Image Source:Thinkstock
image description
Image Source:Blockchain has become the new darling of the technology world, and enterprise blockchain is one form of it. Enterprise-level blockchains use encryption technology to ensure the consistency and security of transactions and data records between institutions. This breakthrough technology has sparked innovation and RD across industries. In the past year alone, IBM has built more than 700 enterprise-grade blockchains.

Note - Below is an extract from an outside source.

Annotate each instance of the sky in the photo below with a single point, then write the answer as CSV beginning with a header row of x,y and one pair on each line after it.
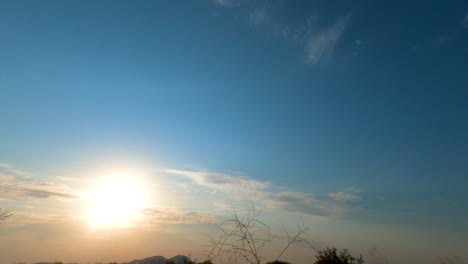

At the same time, in order to ensure data security, more and more companies hope to deploy blockchain. At present, the blockchain-based security tool market has just emerged, and companies can have various ideas about blockchain technology.Brett Valentineauthor of this article
The characteristics of enterprise-level blockchain platforms, platform and application components are introduced, and companies are advised to conduct comprehensive security assessments of enterprise-level blockchain suppliers, platforms and applications. enjoy~
secondary title
What is an enterprise-grade blockchain platform
First, enterprise-level blockchain platforms typically include:
• A network of institutions that agree to share the platform;
• Institutions that are members of the network have different levels of authority over data and transactions;
• The structure of the platform, including all shared systems, infrastructure and applications that govern the blockchain, platform functions and use cases;• Blockchain data, including information stored on the blockchain and provided to official agency members;
data element
• A provider that creates and possibly hosts a blockchain platform.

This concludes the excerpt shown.